Selon ce document, depuis 2023, la valeur de la production télévisuelle indépendante québécoise a reculé de 12 % et on constate une baisse du nombre de productions audiovisuelles québécoises de 17 %.
La directrice de l’AQPM, Hélène Messier, se désole des résultats de ce rapport, mais n'est pas surprise: «Dans le fond, ça venait confirmer ce qu’on voit sur le terrain, ce que les maisons de production vivent, ce que le milieu de l’audiovisuel vit, qui est une situation difficile.»
Selon elle, la baisse de la production est liée à divers facteurs, principalement économiques.
Le secteur de la télévision est notamment affecté par la perte des financements publicitaires. Le Conseil de la radiodiffusion et des télécommunications canadiennes (CRTC) exige des diffuseurs qu’un pourcentage de leurs revenus soit versé pour la production de contenu canadien.

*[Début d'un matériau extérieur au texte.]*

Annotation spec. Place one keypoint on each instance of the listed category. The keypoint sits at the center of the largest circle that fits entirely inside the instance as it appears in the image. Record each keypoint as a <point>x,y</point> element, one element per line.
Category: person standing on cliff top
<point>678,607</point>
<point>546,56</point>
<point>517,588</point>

Ces revenus dépendent cependant des financements publicitaires désormais détournés par les plateformes en ligne et les médias sociaux. Une situation qui met un frein aux investissements pour la production audiovisuelle du Québec. «Si tes revenus descendent, bah!, tu réinvestis moins», ajoute Mme Mercier.

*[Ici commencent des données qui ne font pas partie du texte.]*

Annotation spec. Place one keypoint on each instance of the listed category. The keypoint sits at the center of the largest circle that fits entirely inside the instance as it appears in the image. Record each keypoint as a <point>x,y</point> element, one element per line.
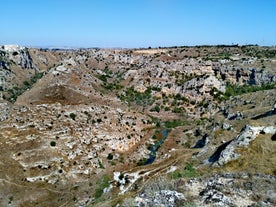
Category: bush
<point>155,108</point>
<point>73,116</point>
<point>102,184</point>
<point>110,156</point>
<point>53,143</point>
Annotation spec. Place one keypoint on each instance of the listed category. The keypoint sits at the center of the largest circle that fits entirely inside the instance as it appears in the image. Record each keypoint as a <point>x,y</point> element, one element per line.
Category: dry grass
<point>259,157</point>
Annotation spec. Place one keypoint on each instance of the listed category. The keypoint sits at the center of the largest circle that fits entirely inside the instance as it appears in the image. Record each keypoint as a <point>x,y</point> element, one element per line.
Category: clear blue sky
<point>137,23</point>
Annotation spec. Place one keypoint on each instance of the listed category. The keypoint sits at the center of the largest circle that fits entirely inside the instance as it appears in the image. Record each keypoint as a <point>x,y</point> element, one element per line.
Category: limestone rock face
<point>247,135</point>
<point>19,55</point>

Le Fonds des médias du Canada (FMC) est aussi une des sources principales de financement pour la télévision. Ce fonds est alimenté par des entreprises de câblodistribution. Cependant, les désabonnements au câble sont nombreux et contribuent à une baisse des apports financiers pour le FMC.

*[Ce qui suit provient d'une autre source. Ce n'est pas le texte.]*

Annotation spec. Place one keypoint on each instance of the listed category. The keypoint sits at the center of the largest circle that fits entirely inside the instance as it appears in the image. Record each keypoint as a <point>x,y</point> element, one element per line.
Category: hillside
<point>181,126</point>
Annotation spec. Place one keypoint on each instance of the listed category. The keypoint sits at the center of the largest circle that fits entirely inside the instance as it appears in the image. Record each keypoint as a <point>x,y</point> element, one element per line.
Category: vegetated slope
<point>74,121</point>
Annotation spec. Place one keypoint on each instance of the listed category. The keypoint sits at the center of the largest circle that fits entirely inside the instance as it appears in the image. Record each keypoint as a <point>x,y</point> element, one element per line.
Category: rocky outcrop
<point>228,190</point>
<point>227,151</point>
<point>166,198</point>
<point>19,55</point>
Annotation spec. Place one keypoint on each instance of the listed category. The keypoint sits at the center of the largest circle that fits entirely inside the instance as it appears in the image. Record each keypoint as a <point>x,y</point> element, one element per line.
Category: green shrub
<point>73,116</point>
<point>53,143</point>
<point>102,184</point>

Hélène Mercier se dit également préoccupée par la réaction des gouvernements face à ce déclin. Avec les plateformes étrangères qui contestent chaque décision du CRTC, Mme Mercier craint que le gouvernement ne recule par rapport à son projet de loi C-11 (Loi sur la diffusion continue en ligne) ou encore sur ses projets de taxes numériques. «On imagine que ces plateformes vont se plaindre au gouvernement de Donald Trump, qui va peut-être, à ce moment-là, mettre le sujet sur la table. Ça évidemment, ça nous inquiète aussi», dit-elle.
Une part de notre identité
La directrice se dit très intriguée par le rapport que devrait prochainement publier le Groupe de travail sur l’avenir de l’audiovisuel au Québec, mis sur pied par le ministre de la Culture et des Communications, Mathieu Lacombe. Elle décrit le mandat du groupe comme très vaste et insiste sur le fait qu'il ne devrait pas se faire dans le cadre financier actuel, qui n'est pas suffisant pour assurer la croissance de l'industrie et la pérennisation de ce qui existe déjà.
Pour elle, ce déclin de la production audiovisuelle est aussi une question d’identité et de valeur.
«Je pense que c’est un problème aussi pour notre identité, pour ce qu’on veut représenter à l’écran, affirme-t-elle. Avec le déclin de la production, c’est un reflet de nous même que l’on perd.»
Pour la directrice, la production audiovisuelle, comme toute culture de masse, représente une certaine cohésion au sein d’une population, «une espèce de communion, un véhicule pour faire de la propagande, pour propager des valeurs, des émotions».
La cérémonie d’hommage à Serge Fiori, mardi, est pour Mme Mercier un bel exemple de l'importance de la culture et de ces milieux.
«Il faut à tout prix que le gouvernement, autant au niveau fédéral que provincial, se rende compte de la fragilité de l’industrie audiovisuelle actuellement et continue de la soutenir», affirme-t-elle. Il est nécessaire que les gouvernements investissent davantage dans la culture car elle est porteuse de «propriétés intellectuelles» et de «richesses collectives».
L’avenir du métier
Le profil réalisé par l’Observatoire de la culture et des communications révèle également que près de 14 % des travailleurs ont perdu leur emploi au sein du secteur l’an passé.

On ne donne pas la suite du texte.